2. El mencionado señor admitió ante terceras personas, ser el padre del niño y su intención de reconocerlo como tal.

3. Sin embargo, el progenitor falleció el 15 de mayo de 1997, sin realizar el referido acto.

4. Después de la muerte del padre, la familia de este y su descendiente han mantenido contacto, pues lo consideran un miembro más de la casa.

5. Ante las mencionadas circunstancias el joven, presentó demanda especial de filiación contra la sucesión de su causante ante el Juzgado de Familia del Segundo Circuito Judicial de San José de Costa Rica, a fin de que se declarara como hijo biológico del difunto.

6. Surtido el trámite correspondiente y luego de que la albacea no se opusiera a la solicitud, el juzgador foráneo, en sentencia de 29 de agosto de 2006, accedió a las pretensiones, tras considerar, que en efecto de las declaraciones de la madre y primos del fallecido, se podía colegir que este siempre admitió al demandante como su hijo, y especialmente, que antes de morir manifestó su deseo de reconocerlo, lo que no pudo realizar debido a su repentino deceso.

C. El trámite del exequátur

1. El 4 de junio de 2013, se admitió la demanda, y se corrió el traslado de rigor a los agentes del Ministerio Público (fl. 28, cdno. 1).

2. La procuradora delegada para asuntos civiles se pronunció sobre los hechos afirmados en el libelo, manifestando que son ciertos y agregó, que no se oponía a las pretensiones siempre y cuando la providencia materia de homologación, reúna los requisitos de ley (fl. 43).

3. La funcionaria del ente de control, encargada para la defensa de la infancia, la adolescencia y la familia, luego de discurrir sobre las normas relativas al exequátur, manifestó que encontraba procedente otorgar efectos jurídicos a la decisión de paternidad, toda vez que se trataba de una determinación legítima desde el punto de vista internacional y su contenido guarda consonancia con el régimen de la filiación regulado en la legislación patria (fl. 49, cdno. 1).

4. En la debida oportunidad se admitieron las pruebas presentadas con la demanda, y se ordenó librar oficio al Ministerio de Relaciones Exteriores, para que a través del Consulado de Colombia en Costa Rica, obtuviera, legalizara y remitiera con destino al proceso, copia auténtica y certificada con indicación de su vigencia actual de los textos legales de conformidad con los cuales es permitido en dicho territorio, la ejecución de sentencias judiciales extranjeras proferidas en materia de paternidad (fl. 52).

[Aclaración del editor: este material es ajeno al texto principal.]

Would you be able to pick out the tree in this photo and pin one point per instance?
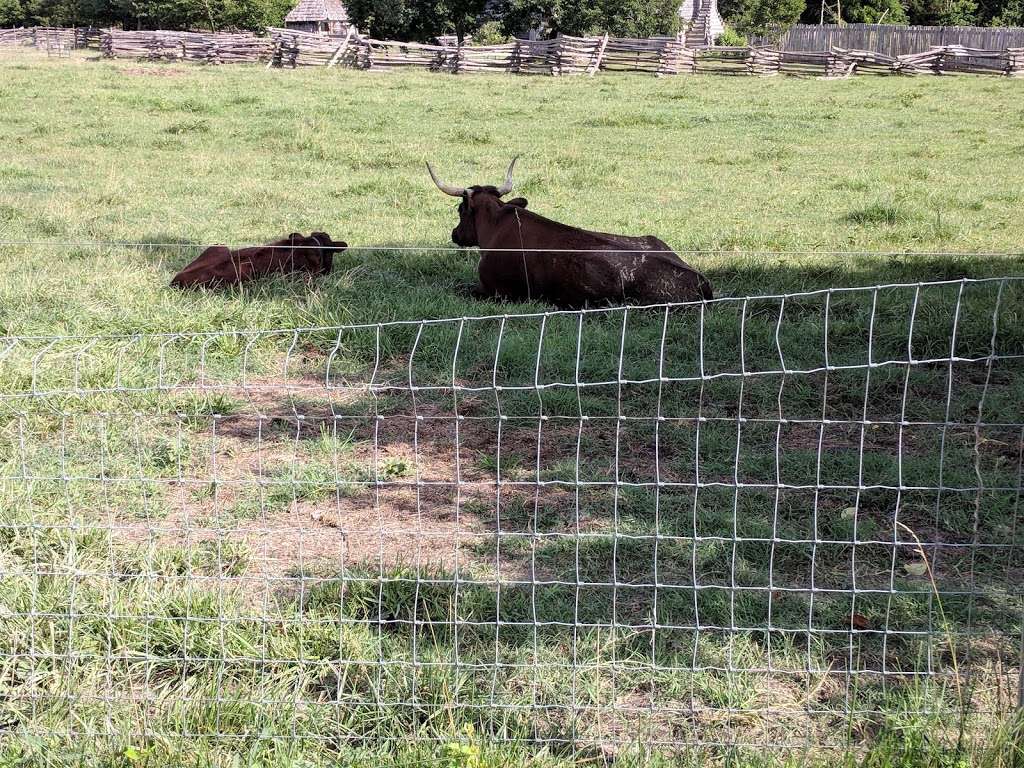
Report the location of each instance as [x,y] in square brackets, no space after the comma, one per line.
[11,13]
[943,12]
[416,19]
[767,16]
[873,11]
[640,17]
[583,17]
[1011,14]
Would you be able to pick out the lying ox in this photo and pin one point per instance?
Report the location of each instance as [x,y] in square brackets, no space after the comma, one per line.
[218,265]
[526,256]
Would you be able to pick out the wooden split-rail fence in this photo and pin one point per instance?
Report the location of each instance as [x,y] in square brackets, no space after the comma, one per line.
[563,55]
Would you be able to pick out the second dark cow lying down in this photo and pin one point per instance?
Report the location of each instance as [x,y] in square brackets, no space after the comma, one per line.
[219,265]
[526,256]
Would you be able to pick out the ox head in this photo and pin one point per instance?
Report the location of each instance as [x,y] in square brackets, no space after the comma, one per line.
[472,199]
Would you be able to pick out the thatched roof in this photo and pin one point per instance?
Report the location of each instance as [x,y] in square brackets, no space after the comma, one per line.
[317,10]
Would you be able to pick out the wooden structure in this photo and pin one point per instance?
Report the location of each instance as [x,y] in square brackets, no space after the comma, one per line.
[700,22]
[214,48]
[892,40]
[326,16]
[562,56]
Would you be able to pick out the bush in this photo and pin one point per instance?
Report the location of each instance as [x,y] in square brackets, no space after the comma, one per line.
[769,16]
[731,38]
[491,34]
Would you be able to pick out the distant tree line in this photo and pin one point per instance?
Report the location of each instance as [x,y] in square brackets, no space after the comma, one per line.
[492,20]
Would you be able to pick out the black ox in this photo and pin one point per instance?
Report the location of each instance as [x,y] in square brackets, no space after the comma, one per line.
[526,256]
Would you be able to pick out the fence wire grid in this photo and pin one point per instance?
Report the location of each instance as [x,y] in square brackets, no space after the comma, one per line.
[761,521]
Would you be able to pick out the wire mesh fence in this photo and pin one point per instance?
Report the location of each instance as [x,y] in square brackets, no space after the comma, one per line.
[765,521]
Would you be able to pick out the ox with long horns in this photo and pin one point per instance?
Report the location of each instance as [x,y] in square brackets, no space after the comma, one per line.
[526,256]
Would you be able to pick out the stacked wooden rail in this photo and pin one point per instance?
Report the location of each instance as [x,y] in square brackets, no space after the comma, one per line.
[185,46]
[51,37]
[19,36]
[892,40]
[563,55]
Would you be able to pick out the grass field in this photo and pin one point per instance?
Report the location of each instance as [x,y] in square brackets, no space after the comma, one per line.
[123,629]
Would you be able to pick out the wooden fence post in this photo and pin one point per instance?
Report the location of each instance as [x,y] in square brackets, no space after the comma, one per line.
[341,49]
[596,64]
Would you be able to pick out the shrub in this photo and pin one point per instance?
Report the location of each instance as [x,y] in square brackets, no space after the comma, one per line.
[491,34]
[731,38]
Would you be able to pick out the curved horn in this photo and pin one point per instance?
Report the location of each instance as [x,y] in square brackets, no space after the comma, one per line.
[507,186]
[455,192]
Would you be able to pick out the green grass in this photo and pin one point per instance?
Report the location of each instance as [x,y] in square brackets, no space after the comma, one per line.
[124,645]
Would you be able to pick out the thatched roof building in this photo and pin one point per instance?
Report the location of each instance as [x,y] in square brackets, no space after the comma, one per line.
[318,15]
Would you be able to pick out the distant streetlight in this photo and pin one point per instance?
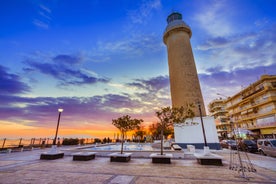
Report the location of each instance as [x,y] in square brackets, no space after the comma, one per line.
[60,111]
[203,130]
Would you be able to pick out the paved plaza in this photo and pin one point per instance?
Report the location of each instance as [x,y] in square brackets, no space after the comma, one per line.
[26,167]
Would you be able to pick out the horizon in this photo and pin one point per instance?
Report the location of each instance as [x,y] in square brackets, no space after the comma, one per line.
[100,60]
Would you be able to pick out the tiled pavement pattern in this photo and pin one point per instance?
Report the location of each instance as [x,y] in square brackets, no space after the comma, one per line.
[26,167]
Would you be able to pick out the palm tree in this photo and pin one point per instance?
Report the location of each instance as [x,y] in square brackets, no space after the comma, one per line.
[125,124]
[176,115]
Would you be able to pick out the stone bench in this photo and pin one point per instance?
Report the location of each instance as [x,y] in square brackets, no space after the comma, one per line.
[162,159]
[84,156]
[208,159]
[118,157]
[51,155]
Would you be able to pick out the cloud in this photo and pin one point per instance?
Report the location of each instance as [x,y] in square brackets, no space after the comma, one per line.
[100,109]
[11,83]
[153,84]
[44,17]
[60,67]
[141,15]
[135,45]
[247,50]
[67,59]
[215,18]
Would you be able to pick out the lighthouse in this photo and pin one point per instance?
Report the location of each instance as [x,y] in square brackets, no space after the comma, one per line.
[184,82]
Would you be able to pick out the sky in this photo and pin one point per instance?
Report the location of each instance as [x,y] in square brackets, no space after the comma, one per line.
[102,59]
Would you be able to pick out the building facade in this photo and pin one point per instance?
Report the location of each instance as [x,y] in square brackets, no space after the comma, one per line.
[254,108]
[217,109]
[184,82]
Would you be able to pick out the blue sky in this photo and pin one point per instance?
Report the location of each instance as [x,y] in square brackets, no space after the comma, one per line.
[101,59]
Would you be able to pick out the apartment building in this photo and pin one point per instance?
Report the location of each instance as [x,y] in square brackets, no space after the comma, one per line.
[254,107]
[217,108]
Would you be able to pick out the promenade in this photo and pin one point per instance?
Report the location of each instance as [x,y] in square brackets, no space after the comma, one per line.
[26,167]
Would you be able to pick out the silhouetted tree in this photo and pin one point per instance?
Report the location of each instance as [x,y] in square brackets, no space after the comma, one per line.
[125,124]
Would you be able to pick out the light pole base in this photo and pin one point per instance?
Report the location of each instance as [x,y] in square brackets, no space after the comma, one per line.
[206,150]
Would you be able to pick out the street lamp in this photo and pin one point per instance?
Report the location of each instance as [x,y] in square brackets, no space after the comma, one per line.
[60,111]
[203,130]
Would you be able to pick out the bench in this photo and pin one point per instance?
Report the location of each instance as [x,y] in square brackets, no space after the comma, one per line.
[162,159]
[84,156]
[118,157]
[209,159]
[51,156]
[176,147]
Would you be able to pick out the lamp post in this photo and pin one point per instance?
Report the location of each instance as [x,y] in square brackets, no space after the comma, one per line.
[203,130]
[60,111]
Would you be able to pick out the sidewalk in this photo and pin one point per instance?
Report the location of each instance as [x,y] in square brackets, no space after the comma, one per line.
[26,167]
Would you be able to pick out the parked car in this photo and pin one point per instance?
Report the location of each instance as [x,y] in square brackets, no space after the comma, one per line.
[267,146]
[228,143]
[248,145]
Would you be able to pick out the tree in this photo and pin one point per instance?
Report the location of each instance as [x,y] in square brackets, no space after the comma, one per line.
[139,134]
[168,116]
[125,124]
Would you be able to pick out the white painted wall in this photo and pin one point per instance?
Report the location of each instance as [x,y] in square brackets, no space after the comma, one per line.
[193,133]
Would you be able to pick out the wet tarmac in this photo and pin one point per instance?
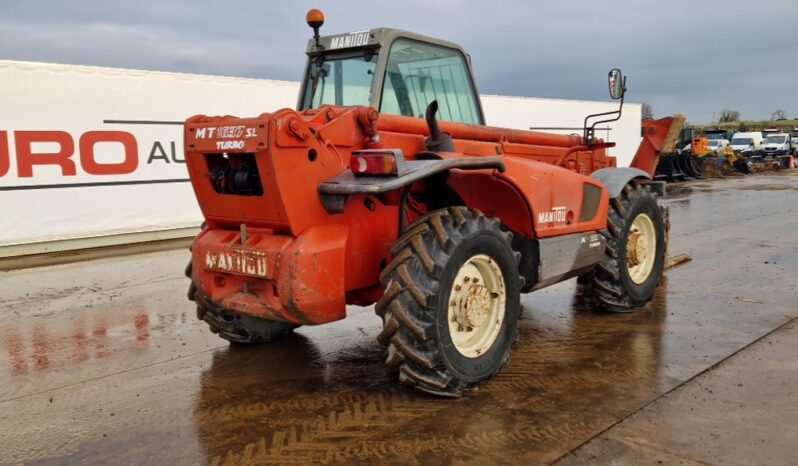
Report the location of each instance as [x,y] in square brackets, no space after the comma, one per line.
[104,362]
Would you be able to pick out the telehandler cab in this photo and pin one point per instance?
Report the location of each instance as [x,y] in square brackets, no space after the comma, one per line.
[385,186]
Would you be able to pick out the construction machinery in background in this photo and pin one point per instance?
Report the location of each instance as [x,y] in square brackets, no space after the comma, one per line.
[717,153]
[385,186]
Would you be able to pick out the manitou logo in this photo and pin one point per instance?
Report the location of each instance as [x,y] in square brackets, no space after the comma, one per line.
[246,263]
[353,39]
[555,215]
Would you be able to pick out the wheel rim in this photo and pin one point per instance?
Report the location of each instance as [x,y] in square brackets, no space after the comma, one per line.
[477,304]
[641,249]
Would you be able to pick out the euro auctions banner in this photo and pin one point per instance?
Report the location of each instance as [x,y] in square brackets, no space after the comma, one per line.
[92,152]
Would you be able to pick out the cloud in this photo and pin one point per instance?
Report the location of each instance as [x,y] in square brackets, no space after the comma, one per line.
[681,56]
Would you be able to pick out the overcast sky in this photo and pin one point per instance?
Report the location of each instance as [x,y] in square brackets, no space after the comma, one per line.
[694,57]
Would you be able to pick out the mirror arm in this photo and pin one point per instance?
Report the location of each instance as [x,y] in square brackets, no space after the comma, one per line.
[589,132]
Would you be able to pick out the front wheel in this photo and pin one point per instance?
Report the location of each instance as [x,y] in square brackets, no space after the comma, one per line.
[632,267]
[451,302]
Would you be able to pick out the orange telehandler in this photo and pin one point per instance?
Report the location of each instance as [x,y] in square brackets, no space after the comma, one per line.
[385,186]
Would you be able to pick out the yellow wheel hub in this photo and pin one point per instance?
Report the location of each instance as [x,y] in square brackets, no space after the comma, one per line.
[477,303]
[641,248]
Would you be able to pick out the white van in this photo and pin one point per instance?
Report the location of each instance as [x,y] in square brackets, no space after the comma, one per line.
[747,143]
[776,144]
[717,145]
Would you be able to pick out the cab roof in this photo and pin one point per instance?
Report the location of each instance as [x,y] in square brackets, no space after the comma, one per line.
[372,38]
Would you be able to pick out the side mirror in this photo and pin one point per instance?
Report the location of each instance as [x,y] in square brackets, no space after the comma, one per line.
[617,84]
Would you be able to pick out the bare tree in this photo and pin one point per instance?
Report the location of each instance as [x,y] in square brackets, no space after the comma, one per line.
[647,111]
[728,116]
[779,114]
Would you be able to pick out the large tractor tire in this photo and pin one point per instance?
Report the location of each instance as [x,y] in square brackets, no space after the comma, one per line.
[632,267]
[451,302]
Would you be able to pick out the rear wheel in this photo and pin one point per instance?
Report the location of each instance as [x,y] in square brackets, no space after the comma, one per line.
[451,302]
[632,267]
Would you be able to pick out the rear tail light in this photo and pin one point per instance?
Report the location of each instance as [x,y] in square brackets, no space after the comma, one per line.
[377,162]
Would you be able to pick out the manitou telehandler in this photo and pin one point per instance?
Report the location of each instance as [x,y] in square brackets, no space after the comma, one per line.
[385,186]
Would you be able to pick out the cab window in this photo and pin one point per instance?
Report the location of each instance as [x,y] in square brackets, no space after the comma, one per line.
[418,73]
[340,80]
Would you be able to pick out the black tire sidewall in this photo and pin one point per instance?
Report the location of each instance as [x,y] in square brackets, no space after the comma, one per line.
[642,205]
[472,370]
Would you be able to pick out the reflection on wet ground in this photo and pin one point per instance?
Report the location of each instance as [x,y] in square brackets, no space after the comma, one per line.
[104,362]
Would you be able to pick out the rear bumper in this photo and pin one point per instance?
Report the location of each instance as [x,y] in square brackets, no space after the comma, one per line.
[275,277]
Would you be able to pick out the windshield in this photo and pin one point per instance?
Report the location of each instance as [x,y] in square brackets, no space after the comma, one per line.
[774,139]
[343,80]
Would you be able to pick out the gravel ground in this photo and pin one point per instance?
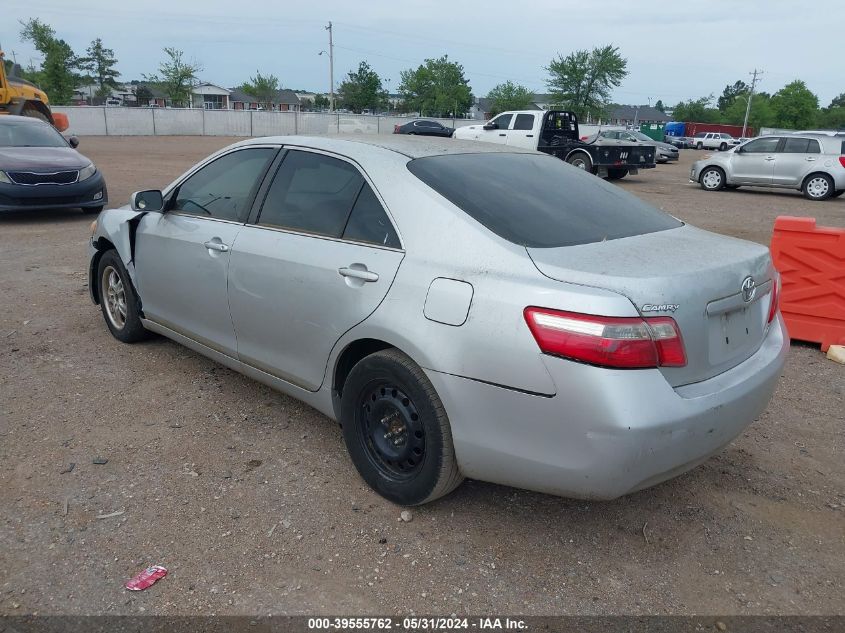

5. Finalmente se corrió traslado para alegar, conforme lo dispuesto en el numeral 6º del artículo 695 del Código de Procedimiento Civil (fl. 187, cdno. 1).

II. Consideraciones

1. En virtud del postulado de la exclusividad de la jurisdicción, los jueces de cada Estado son los únicos que, en principio, pueden proferir decisiones judiciales obligatorias al interior de sus respectivos países, pues de no ser ello así se violaría la soberanía nacional. De ahí que ninguna providencia dictada por jueces de naciones extranjeras tiene obligatoriedad ni ejecución forzada en Colombia, a menos que medie la autorización del órgano judicial competente, que según la Carta Política es la Corte Suprema de Justicia.

Esa excepción a la regla general se justifica en virtud de los principios de cooperación internacional y reciprocidad, en atención a los cuales es posible que a las sentencias dictadas en otros países se les otorgue validez en el nuestro siempre y cuando en aquellos se le reconozca valor al mismo tipo de providencias emanadas del poder judicial colombiano.

La reciprocidad diplomática con el Estado en el cual se profirió la sentencia se puede verificar con la existencia de tratados celebrados entre Colombia y esa Nación, de modo que en su territorio se le otorgue valor a los fallos pronunciados por la jurisdicción patria. A falta de esos convenios, debe acreditarse que hay reciprocidad legislativa, la cual consiste, al tenor del artículo 693 del estatuto procesal, en la consagración en ambos países de disposiciones legales con igual sentido.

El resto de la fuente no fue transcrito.